Crotch had a younger brother named George Robert Crotch (1842-1874) who was a respected Coleopterist. He died young of pulmonary disease, possibly exacerbated by working in Philadelphia during a harsh winter.

Crotch's mother Elizabeth died in 1848 and his father Reverend Crotch went on to marry twice more.

William Duppa Crotch married Mari Blackwell, widow of his friend Eardley Blackwell, on 5 October 1868. Mari was originally from Norway, and was the daughter of Thor Svee of Vaage (now spelled Vågå). Crotch became stepfather to Mari's two daughters Elizabeth and Kari. Crotch divided his time between living in Norway and England.

==Career==
Crotch graduated B.A. from Oxford on 30 May 1855, and progressed to an M.A. in 1866. Crotch attempted to study for the medical profession, but did not qualify.

In 1859, Crotch studied Shetland ponies and their diets and circa January 1860, Crotch visited Berlin to study Hemiptera.

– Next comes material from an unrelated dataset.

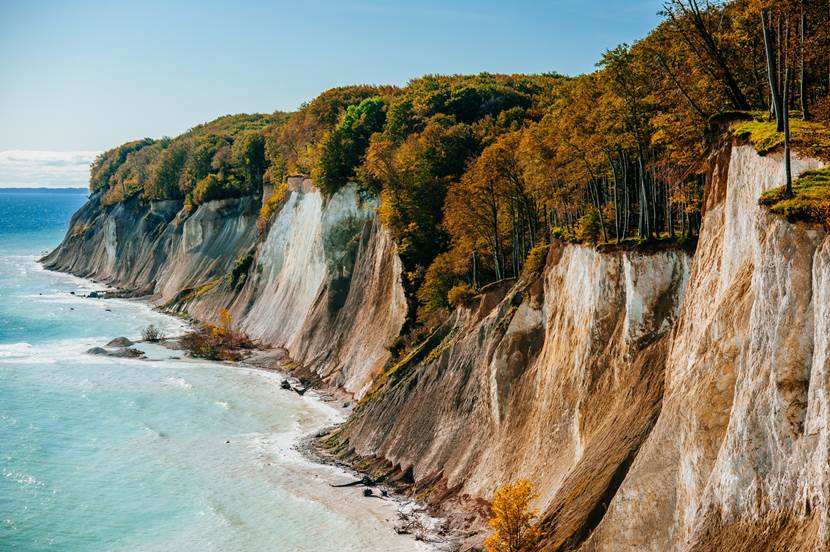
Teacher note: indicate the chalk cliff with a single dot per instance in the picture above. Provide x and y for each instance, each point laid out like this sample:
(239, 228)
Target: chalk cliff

Between about 1861 to 1865, Crotch visited the Canary Islands twice with his brother George and collected more than 40,000 natural history specimens, mainly Coleoptera, for which they recorded 77 species occurring in the Canaries for the first time.

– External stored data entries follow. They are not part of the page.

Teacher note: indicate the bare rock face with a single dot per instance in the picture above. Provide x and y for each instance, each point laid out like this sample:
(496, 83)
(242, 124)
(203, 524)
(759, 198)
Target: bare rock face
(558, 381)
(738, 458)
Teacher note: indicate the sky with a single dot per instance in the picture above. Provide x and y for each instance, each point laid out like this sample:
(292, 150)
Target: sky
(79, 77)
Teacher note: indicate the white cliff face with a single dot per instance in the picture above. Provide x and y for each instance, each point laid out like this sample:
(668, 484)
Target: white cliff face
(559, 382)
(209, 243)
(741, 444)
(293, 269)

Crotch was an occasional correspondent with Charles Darwin, and in one letter to Darwin dated 10 April 1865, he indicated his support for a "theory of Atlantis" that America and Africa had once been joined by a land bridge which might account for the geographical distribution of species, compared with a competing Behring Strait land bridge theory that had been advanced by Asa Gray.

===Lemmings===
Crotch spent ten summers observing the habits of lemmings near his Norwegian home (its location was described by Crotch as in the Vaage Valley by a path to Heindaken), admitting he could barely escape them:
During ten consecutive summers spent in Norway I have three times lived literally in the midst of the lemmings, and have even, though involuntarily, shared my bed with them; thus I am enabled to speak positively, so far, at least, as my observation extends.
— Crotch
Once again influenced by the idea of a lost Atlantean continent, Crotch suggested the theory that Lemmings were not careless of their lives by drowning themselves while migrating, but were instead still trying to migrate across the now submerged areas that their ancestors had known as dry land.

==Death==
Crotch died at his house "Asgard," at Richmond, Surrey on 25 August 1903.